In Washington wächst indes die Alarmbereitschaft, weil sich der Krieg auf die Region auszuweiten droht: Israels tödliche Attentate auf den Hisbollah-Führer Fuad Schukr am 30. Juli in Beirut und den Politbürochef der Hamas, Ismael Hanijeh, am 31. Juli in Teheran markierten eine Überschreitung aller roten Linien. Angesichts der Vergeltungsdrohungen aus Iran und von Hisbollah-Generalsekretär Hassan Nasrallah sucht US-Präsident Joe ­Biden nach einem Ausweg, der die israelischen Interessen wahrt und verhindert, dass die USA mitten im Wahljahr in eine unkontrollierbare Eskalation hineingezogen werden.

Das ist der Hintergrund von Bidens Drei-Phasen-Plan, den er bereits am 31. Mai präsentierte: In der ersten Phase ein sechswöchiger Waffenstillstand, währenddessen sich Israel aus allen bewohnten Gebieten im Gazastreifen zurückzieht und die Hamas im Austausch gegen mehrere hundert palästinensische Gefangene eine bestimmte Anzahl von Geiseln freilässt (zuerst ältere Menschen, Frauen, Verletzte und auch Leichen). Die palästinensischen Zivilisten könnten zurückkehren, und die humanitäre Hilfe würde beträchtlich verstärkt. In dieser Zeit sollen sich Israel und die Hamas über die Bedingungen für eine dauerhafte Beendigung der Kampfhandlungen verständigen.

In der zweiten Phase, in der die „dauerhafte Einstellung der Feindseligkeiten“ in Kraft treten soll, müssen alle Geiseln freigelassen werden, auch Armeeangehörige, und die israelischen Streitkräfte sollen sich vollständig aus Gaza zurückziehen. In der dritten Phase soll ein umfassender Wiederaufbauplan für den Küstenstreifen festgelegt werden.

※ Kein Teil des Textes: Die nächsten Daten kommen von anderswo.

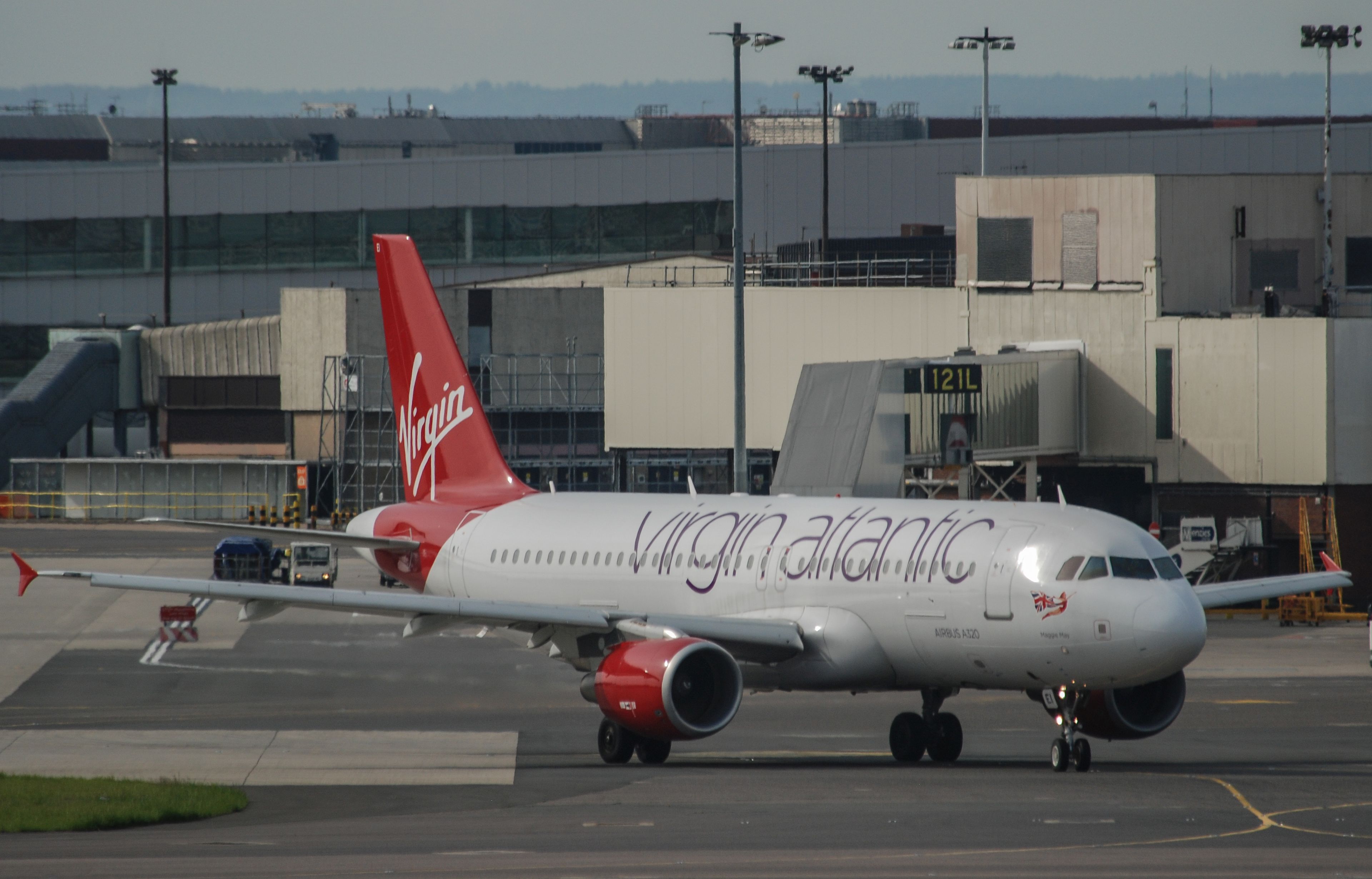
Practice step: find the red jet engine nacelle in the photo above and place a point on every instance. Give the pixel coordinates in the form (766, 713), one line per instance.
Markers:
(677, 689)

Zwei Aspekte bewogen die Hamas, diesem Plan zuzustimmen: das definitive Kriegsende und der komplette Rückzug der israelischen Armee aus Gaza. Doch Israel stellte im Anschluss neue Forderungen, die von den USA akzeptiert wurden: die fortgesetzte Kontrolle sowohl über den Philadelphi-Korridor – eine 14 Kilometer lange Sicherheitszone zwischen dem Gazastreifen und Ägypten – als auch über den Netzarim-Korridor, den die israelische Armee angelegt hat und der den Gazastreifen in zwei Hälften teilt. Zudem sollen die Verpflichtungen im Rahmen des dauerhaften Waffenstillstand hinreichend vage sein, um es Israel zu erlauben, den Kampf bei Bedarf wieder aufzunehmen.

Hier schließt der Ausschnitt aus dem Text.